At-least-once delivery and idempotent handlers

KafkaRunner delivers jobs with at-least-once semantics. An in-process dedup window (default 10 min) absorbs most duplicates transparently — but a handler can be invoked more than once for the same job_id when:

  • The relay was down longer than dedup_window_seconds before republishing.
  • This runner restarted between the original message and a relay-republished duplicate.

Handlers must be idempotent. Use job.job_id as the idempotency key for every external side-effect:

@registry.handler("send-invoice")
def send_invoice(job):
    # Guard: skip if this job_id was already processed.
    if db.invoice_already_sent(job.job_id):
        return {}
    return send_invoice_to_customer(job.variables, idempotency_key=job.job_id)

Common patterns:

Side-effect Idempotency approach
DB write Upsert on a job_id unique column or check-before-insert
HTTP call Pass job.job_id as Idempotency-Key header (Stripe, Adyen, etc.)
Email / push Insert into notifications_sent(job_id) with UNIQUE; skip if row exists

The engine's complete_job / fail_job calls are already idempotent — a second call with the same job_id is a no-op. Only your external side-effects need to be guarded.

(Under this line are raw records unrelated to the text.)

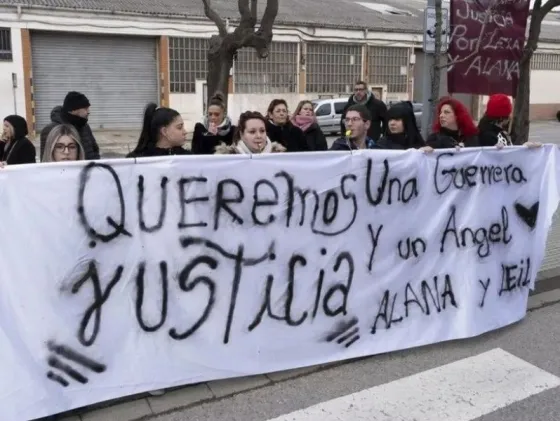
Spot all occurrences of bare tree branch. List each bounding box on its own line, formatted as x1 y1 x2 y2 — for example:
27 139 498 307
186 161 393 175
204 0 279 100
258 0 279 36
534 0 560 22
238 0 251 20
202 0 227 37
238 0 257 28
251 0 258 20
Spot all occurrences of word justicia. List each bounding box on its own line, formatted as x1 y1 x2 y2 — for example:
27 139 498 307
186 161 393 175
68 239 356 347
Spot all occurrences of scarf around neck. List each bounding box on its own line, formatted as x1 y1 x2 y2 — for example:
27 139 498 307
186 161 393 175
291 115 315 133
236 138 274 154
203 115 232 137
353 90 372 105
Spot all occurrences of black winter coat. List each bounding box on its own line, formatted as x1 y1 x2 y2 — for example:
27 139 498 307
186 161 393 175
477 115 514 147
40 106 100 161
127 146 191 158
191 122 236 154
0 138 36 165
426 127 479 149
302 123 328 151
1 116 36 164
265 121 308 152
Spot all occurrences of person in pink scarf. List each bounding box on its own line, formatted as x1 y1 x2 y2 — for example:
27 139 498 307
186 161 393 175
290 100 328 151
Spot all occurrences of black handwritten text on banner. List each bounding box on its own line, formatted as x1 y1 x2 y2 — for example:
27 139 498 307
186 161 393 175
0 147 558 420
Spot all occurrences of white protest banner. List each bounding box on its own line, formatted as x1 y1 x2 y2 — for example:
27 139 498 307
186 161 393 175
0 146 558 420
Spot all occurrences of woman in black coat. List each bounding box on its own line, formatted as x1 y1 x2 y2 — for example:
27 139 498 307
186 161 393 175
290 100 328 151
265 99 308 152
1 115 36 165
191 92 236 154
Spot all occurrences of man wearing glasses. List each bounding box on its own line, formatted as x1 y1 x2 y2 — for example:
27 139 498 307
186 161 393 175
339 81 387 142
330 105 376 150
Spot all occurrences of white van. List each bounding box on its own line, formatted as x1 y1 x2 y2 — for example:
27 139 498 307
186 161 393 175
311 98 349 135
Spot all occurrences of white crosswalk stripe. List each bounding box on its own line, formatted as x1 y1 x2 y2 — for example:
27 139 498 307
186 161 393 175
265 348 560 421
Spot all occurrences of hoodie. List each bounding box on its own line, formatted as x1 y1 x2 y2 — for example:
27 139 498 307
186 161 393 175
377 102 424 149
1 115 36 165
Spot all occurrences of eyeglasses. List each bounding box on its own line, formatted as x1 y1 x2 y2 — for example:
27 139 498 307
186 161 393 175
344 117 364 124
54 143 77 152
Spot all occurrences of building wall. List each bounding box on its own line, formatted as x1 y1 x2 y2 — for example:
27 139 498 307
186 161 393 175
3 6 560 133
167 37 416 127
529 70 560 120
0 27 25 125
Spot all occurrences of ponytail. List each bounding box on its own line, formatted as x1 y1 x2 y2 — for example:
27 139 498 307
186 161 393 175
131 103 180 155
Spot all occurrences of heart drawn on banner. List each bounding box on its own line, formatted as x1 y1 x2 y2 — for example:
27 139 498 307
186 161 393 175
514 201 539 229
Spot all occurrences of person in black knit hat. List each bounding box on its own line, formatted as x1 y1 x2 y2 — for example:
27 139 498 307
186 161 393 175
39 91 100 161
1 114 36 165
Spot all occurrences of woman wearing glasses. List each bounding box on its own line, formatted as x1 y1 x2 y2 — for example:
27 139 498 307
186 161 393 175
42 124 85 162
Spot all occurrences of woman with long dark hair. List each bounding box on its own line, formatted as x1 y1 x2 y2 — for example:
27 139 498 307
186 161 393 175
127 103 189 158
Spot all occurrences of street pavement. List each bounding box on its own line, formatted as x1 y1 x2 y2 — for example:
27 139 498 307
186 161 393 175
139 298 560 421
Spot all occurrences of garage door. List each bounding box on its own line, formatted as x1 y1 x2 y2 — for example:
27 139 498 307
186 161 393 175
31 31 158 131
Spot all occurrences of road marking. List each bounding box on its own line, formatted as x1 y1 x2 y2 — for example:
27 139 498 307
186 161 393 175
265 348 560 421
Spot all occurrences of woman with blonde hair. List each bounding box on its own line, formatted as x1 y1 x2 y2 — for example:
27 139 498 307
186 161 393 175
291 100 327 150
41 123 85 162
215 111 286 154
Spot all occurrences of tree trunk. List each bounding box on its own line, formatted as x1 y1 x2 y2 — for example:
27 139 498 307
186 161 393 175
207 35 234 109
511 2 545 144
511 56 532 144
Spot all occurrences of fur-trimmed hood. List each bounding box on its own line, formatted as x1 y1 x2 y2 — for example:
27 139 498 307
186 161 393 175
214 141 287 154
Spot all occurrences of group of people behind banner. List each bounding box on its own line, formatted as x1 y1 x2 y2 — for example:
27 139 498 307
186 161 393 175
0 83 540 167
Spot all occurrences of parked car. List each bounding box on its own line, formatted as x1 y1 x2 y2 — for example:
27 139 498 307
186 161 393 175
411 102 422 130
312 98 348 135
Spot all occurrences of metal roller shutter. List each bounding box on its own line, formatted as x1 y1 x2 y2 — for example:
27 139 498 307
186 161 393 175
31 31 158 131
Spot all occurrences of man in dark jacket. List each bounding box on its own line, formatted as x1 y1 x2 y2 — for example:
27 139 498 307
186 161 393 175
40 91 100 160
340 81 387 141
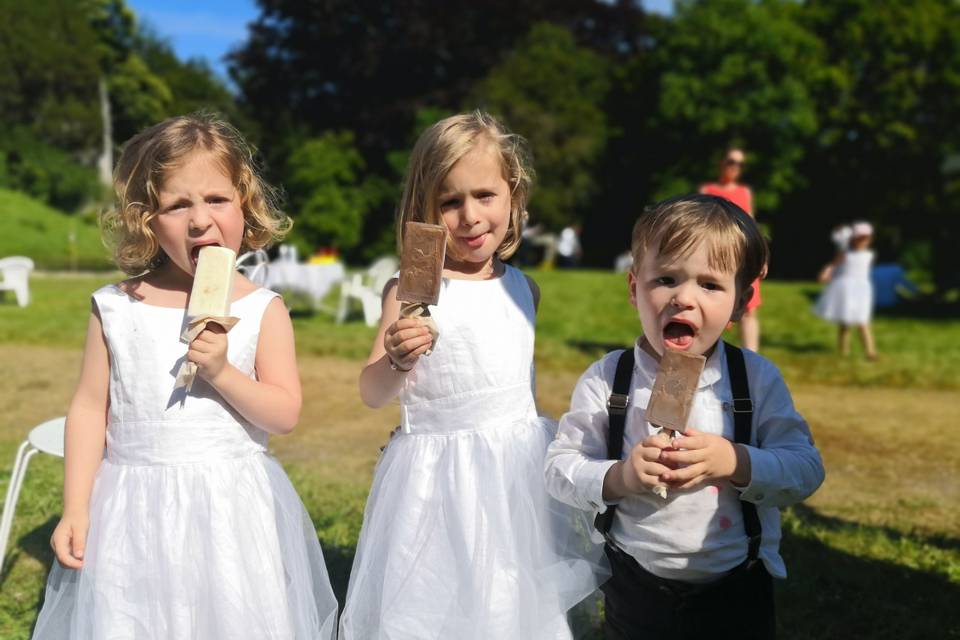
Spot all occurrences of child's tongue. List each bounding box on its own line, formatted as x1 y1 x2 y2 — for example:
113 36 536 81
663 322 695 349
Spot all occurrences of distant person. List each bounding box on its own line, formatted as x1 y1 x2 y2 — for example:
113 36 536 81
545 194 824 640
556 223 583 268
701 148 765 351
32 113 338 639
815 221 879 360
342 111 604 639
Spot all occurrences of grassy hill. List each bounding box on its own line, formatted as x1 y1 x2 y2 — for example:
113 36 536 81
0 189 112 270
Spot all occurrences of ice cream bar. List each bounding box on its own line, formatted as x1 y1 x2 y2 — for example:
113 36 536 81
187 246 236 319
174 246 239 395
647 349 705 499
397 222 446 305
645 350 706 434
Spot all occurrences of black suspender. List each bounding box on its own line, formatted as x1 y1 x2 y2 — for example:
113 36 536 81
595 343 762 566
593 348 635 537
724 342 762 565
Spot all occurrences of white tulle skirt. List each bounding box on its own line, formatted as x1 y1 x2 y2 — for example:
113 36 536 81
815 277 873 325
33 453 338 639
339 416 605 640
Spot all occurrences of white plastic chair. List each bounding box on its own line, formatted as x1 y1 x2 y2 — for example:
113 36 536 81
0 416 65 575
0 256 35 307
237 249 269 286
336 256 399 327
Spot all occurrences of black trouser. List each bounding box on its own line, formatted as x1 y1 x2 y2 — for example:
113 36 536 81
601 544 776 640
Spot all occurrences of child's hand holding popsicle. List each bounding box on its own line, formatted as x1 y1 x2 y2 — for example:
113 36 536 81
660 429 752 490
188 322 230 383
384 222 446 371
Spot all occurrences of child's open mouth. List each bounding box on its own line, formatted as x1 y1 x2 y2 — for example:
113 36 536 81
663 321 696 350
190 243 221 266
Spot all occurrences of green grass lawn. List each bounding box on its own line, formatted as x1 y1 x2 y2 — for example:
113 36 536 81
0 189 112 271
0 270 958 638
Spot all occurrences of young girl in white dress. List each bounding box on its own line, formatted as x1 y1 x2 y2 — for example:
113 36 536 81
33 113 338 639
339 112 603 639
815 221 879 360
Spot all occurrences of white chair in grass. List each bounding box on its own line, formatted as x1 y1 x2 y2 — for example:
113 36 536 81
336 256 399 327
237 249 269 286
0 256 35 307
0 416 65 575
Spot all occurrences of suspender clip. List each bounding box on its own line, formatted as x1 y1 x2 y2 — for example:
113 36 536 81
732 397 753 413
607 393 629 414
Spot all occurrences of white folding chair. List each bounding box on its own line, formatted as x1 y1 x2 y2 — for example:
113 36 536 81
336 256 399 327
237 249 269 286
0 416 65 575
0 256 35 307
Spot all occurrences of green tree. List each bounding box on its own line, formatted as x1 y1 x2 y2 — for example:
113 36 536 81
286 132 391 255
786 0 960 289
474 23 611 230
646 0 823 211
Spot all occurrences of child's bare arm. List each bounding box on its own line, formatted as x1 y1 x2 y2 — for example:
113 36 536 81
358 280 433 408
198 298 302 434
52 309 110 569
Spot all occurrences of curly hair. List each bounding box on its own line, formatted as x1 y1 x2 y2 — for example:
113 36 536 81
101 112 290 274
395 110 534 260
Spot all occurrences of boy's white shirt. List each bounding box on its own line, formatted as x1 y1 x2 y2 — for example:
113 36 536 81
544 339 824 582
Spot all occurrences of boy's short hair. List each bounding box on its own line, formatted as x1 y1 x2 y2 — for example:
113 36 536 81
631 194 768 290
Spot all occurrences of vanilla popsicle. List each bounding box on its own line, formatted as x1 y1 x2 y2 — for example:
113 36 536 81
175 246 238 393
187 246 237 319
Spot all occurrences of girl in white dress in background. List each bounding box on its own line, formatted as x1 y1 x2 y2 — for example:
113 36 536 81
340 111 603 639
815 221 879 360
33 113 338 639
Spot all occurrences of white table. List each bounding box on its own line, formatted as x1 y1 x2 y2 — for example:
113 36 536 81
264 261 346 309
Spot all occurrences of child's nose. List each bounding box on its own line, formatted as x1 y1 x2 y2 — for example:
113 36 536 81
188 205 214 232
460 200 480 226
671 283 696 308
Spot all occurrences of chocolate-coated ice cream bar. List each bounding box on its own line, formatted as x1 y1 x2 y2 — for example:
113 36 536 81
645 349 706 434
397 222 446 305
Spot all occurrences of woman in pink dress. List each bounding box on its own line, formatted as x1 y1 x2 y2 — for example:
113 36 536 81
701 148 765 351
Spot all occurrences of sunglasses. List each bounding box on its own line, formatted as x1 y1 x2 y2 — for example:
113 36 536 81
724 158 744 167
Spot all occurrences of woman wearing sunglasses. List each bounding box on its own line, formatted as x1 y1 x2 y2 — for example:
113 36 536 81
701 148 765 352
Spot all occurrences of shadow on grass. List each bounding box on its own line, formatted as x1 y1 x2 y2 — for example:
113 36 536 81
777 504 960 640
10 506 960 639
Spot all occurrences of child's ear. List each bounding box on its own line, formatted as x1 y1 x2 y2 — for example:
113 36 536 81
627 270 639 307
730 284 753 321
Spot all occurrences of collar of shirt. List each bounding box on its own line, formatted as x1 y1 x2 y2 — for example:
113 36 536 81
632 338 726 391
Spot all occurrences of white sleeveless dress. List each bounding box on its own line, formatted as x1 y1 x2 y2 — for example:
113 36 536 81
33 285 338 640
815 249 875 324
340 266 602 640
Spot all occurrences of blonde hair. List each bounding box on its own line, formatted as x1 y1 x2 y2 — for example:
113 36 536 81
631 194 767 290
102 112 290 274
395 110 533 260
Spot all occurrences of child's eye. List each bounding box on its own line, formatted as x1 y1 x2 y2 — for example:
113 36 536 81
654 276 674 286
478 193 495 203
701 282 721 291
163 201 189 213
440 198 461 210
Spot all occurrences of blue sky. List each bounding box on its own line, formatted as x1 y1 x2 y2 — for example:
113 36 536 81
127 0 674 81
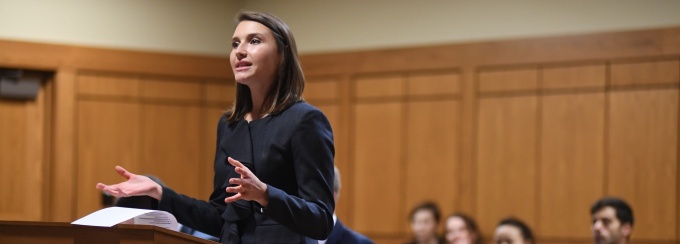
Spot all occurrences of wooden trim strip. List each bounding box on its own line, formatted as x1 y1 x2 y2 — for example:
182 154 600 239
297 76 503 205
0 39 231 79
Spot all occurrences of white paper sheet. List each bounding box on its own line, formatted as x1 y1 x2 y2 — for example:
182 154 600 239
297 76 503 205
71 206 178 230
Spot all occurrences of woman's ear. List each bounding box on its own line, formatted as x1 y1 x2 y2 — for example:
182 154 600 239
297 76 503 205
621 223 633 237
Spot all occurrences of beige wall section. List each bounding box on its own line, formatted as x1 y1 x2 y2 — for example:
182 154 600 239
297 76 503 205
2 0 680 55
246 0 680 54
0 0 244 56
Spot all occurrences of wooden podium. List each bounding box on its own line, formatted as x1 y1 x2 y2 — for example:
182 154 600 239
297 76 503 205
0 221 216 244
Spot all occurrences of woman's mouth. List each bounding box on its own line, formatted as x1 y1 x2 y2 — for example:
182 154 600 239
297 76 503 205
235 61 252 71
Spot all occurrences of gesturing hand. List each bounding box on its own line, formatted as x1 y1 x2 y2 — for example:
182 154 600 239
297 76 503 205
96 166 163 200
225 157 269 207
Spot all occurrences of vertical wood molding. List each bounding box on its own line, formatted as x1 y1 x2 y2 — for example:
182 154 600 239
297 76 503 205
41 78 54 221
337 74 353 226
677 78 680 242
50 68 77 221
459 66 477 214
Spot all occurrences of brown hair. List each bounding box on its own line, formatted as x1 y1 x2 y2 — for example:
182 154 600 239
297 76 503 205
409 201 442 223
227 11 305 122
446 212 483 244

KafkaRunner constructor reference

Parameter Type Default Description
worker_id str (required) Unique identifier for this worker.
brokers str (required) Comma-separated list of Kafka brokers.
client EngineClient (required) REST client for completion callbacks.
registry HandlerRegistry (required) Maps job types to handlers.
dedup_window_seconds float 600.0 Window (seconds) for in-memory deduplication (default 10m).
extra_kafka_config dict None Optional overrides for the Kafka Consumer (passed to confluent_kafka).

Runner constructor reference (Polling Mode)

Parameter Type Default Description
client EngineClient (required) REST client.
registry HandlerRegistry (required) Maps job types to handlers.
worker_id str (required) Unique identifier for this worker process.
parallelism int 64 ThreadPoolExecutor max workers — concurrent jobs.
poll_interval float 0.5 Seconds between poll rounds when the queue is empty.